ABD’li devlet adamlarının aklına dâhiyane bir fikir geldi. 19.yy.da Avrupa devletlerinin Orta Doğu’da giriştikleri sömürgecilik savaşlarında nakliye için çöllere ve çorak alanlara olağan üstü dayanıklılık gösteren develerden faydalanmak istediler. Ordu nakliye sistemini deve katarlarıyla takviye etmeye ve hatta bunu ön plana almaya karar verdi.
Ancak bu sırada develerin bol olduğu Arap ülkeleriyle resmi temaslar olmadığından, bu hususta döneminde her başı sıkışanın imdadına yetişen Cihan Devleti Osmanlı’ya baş vurmaya karar verdiler.
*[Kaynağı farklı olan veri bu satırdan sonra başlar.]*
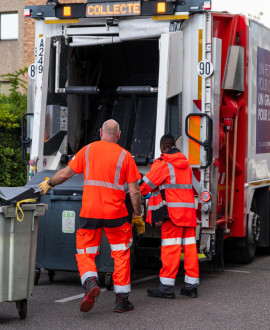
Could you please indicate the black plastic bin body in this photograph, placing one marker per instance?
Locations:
(56, 245)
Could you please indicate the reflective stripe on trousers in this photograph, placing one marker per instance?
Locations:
(105, 184)
(172, 236)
Bununla ilgili Amerikan donanmasının bir nakliye gemisi 1855 yılı Ekim ayında İstanbul’a geldi. Geminin kaptanlığını David Dixon Porter yapıyordu. Mr. Porter Amerika’nın ilk Türkiye büyükelçisiydi.
Amerika’nın İstanbul elçiliği Osmanlı Hariciye Vekaletine 29 Ekim 1855 tarihinde gönderdiği yazıda şöyle diyordu: “ABD tarafından bundan sonra Meksika ve California’da deve kullanılmasına karar verilmiş ve İstanbul’dan 35 devenin getirilmesi için Amiral David’in kumandasında ki bir gemiyi bu tarafa göndermiş olduğundan, Türkiye ile Amerika arasında mevcut bulunan iyi ilişkiler ve dostluk dolayısıyla 35 devenin verildiği taktirde bunun büyük bir memnunluk doğuracağını Amerikan elçisi arzu ve beyana cesaret eder.”
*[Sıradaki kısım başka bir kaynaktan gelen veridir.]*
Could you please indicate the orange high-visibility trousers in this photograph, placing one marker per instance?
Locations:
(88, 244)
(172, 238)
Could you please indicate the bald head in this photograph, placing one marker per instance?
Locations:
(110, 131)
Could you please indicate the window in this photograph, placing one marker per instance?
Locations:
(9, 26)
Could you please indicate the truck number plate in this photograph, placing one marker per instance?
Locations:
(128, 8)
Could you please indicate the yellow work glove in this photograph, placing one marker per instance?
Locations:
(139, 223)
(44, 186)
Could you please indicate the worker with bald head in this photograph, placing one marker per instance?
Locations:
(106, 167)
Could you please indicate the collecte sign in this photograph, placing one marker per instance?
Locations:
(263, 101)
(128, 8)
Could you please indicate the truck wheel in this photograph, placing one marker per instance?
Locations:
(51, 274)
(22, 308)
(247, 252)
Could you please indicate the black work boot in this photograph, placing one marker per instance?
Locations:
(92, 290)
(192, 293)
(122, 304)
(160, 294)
Bunun üzerine Sadrazam Mehmet Emin Paşa, saray başkatipliğine Amerika’nın istediği 35 deve ile ilgili olur yazısını yazmış, Sultan Abdülmecit’te olumlu irade de bulunmuştur.
Böylece Amerika’nın istediği develer bedelsiz olarak verilmiş. Amerika’ya ilk askeri yardım Osmanlı Devleti tarafından yapılmıştır.
Ne gariptir ki; o zaman Amerika’ya yardım eden Türkler daha sonra bu ülkeden yardıma muhtaç hale gelmiştir. Bu da tarihin garip bir cilvesidir.
ABD’yle münasebetlerimiz bununla da bitmemiş, Akdeniz’de rahat ticaret yapmak isteyen Amerika Devleti Osmanlı’ya 12 bin altın vergi ödemiştir. Yani Osmanlı Amerika’yı haraca bağlamıştır.
Bununla ilgili anlaşma fermanları İstanbul Deniz Müzesi’nde bulunmaktadır. Anlaşmayı ABD adına George Washington imzalarken, Osmanlı adına ise Padişah ve hatta sadrazam değil, şimdiki vali statüsünde Cezayir Beylerbeyi Hasan Paşa imzalamıştır.
Nereden nereye deyip iç geçirenlere, güzel bir örnek olması dileğiyle…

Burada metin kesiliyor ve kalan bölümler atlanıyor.